MODOS DE MITIGAR OS DANOS
A energia eólica representa, de acordo com dados de 2023 da Abeeólica, 15,2% da matriz elétrica brasileira. No ranking global de capacidade eólica acumulada, o Brasil ocupa o sexto lugar. Perde apenas para China, Estados Unidos, Alemanha, Índia e Espanha.
Há um consenso entre os pesquisadores brasileiros de que a energia eólica é uma forma eficiente de geração de energia limpa e pode ser fundamental para auxiliar na queda de emissões de carbono no país. O problema, dizem, é onde e como a implementação está sendo feita.
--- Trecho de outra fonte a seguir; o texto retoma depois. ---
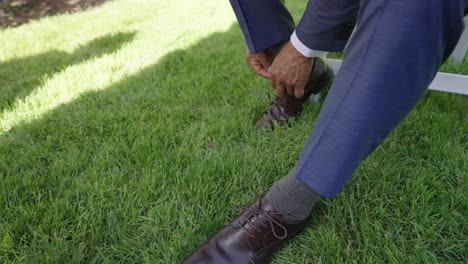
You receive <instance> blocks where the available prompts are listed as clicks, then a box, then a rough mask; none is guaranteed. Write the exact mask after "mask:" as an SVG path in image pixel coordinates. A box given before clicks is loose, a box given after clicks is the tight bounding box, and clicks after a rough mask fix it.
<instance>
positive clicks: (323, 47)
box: [296, 0, 359, 52]
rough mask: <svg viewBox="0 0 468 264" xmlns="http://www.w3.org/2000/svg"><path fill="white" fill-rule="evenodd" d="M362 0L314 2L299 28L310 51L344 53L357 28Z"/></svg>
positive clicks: (310, 5)
mask: <svg viewBox="0 0 468 264" xmlns="http://www.w3.org/2000/svg"><path fill="white" fill-rule="evenodd" d="M358 11H359V0H310V1H309V2H308V4H307V8H306V10H305V12H304V15H303V16H302V18H301V20H300V22H299V24H298V25H297V28H296V35H297V37H298V39H299V40H300V41H301V42H302V44H304V45H305V46H306V47H308V48H309V49H313V50H322V51H335V52H338V51H342V50H343V49H344V47H345V46H346V43H347V42H348V39H349V37H350V35H351V33H352V31H353V29H354V26H355V23H356V19H357V14H358Z"/></svg>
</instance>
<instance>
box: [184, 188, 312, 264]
mask: <svg viewBox="0 0 468 264" xmlns="http://www.w3.org/2000/svg"><path fill="white" fill-rule="evenodd" d="M304 222H305V221H303V222H300V223H297V224H287V223H285V221H284V219H283V217H282V214H280V213H278V212H277V211H276V210H275V208H273V206H272V205H271V204H270V203H268V201H267V200H266V199H265V198H264V196H262V197H260V199H258V200H257V201H256V202H255V203H254V204H253V206H251V207H248V208H245V211H244V213H243V214H242V215H241V216H240V217H238V218H237V219H235V220H234V221H233V222H231V223H230V224H229V225H227V226H225V227H224V228H223V229H221V230H220V231H219V232H218V233H217V234H216V235H214V236H213V237H212V238H211V239H209V240H208V241H206V242H205V243H204V244H203V245H202V246H201V247H199V248H198V249H197V250H196V251H195V252H194V253H193V254H192V256H190V257H189V258H188V259H186V260H185V261H184V264H244V263H245V264H251V263H254V264H258V263H270V261H271V257H272V254H273V252H274V251H275V250H276V249H277V248H278V247H279V246H280V245H281V244H283V242H284V241H286V240H288V239H290V238H292V237H293V236H294V235H296V234H297V233H299V232H300V231H302V230H303V229H304Z"/></svg>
"A energia eólica é necessária e desejada", diz Bernard. "Mas é preciso saber, em primeiro lugar, onde ela será implementada. Já sabemos que não se deve colocar parques eólicos em locais sensíveis, onde há alta biodiversidade, com rotas migratórias importantes para as aves, nem em regiões próximas às florestas."
Bernard acredita que é preciso "subir o sarrafo no licenciamento ambiental". A percepção dele é que muitos estados facilitam a entrada das empresas de energia eólica sem que haja um plano detalhado que considere os impactos na fauna e na biodiversidade.
Para Gorayeb, os órgãos de licenciamento deveriam exigir relatórios aprofundados sobre estudos ambientais, além de realizarem uma inspeção rigorosa de cada empreendimento. "É preciso haver uma análise aprofundada não só nos impactos ambientais, mas também sociais", afirma. "Tem de haver um compromisso das empresas em trazer impactos positivos nas comunidades".
Aldo Ometto, professor da EESC-USP (Escola de Engenharia de São Carlos da Universidade de São Paulo), também acredita no papel fundamental de políticas públicas para que haja uma transição energética efetiva com menos danos possíveis.
"A transição é sociotecnica e ambiental", diz. "Ela envolve um alinhamento de outros atores, outras soluções e novas infraestruturas. Para que se mantenha sustentável, é preciso pensá-la como inovação sistêmica. Olhar apenas para a tecnologia, sem o contexto social, não dá conta da complexidade, não se sustenta."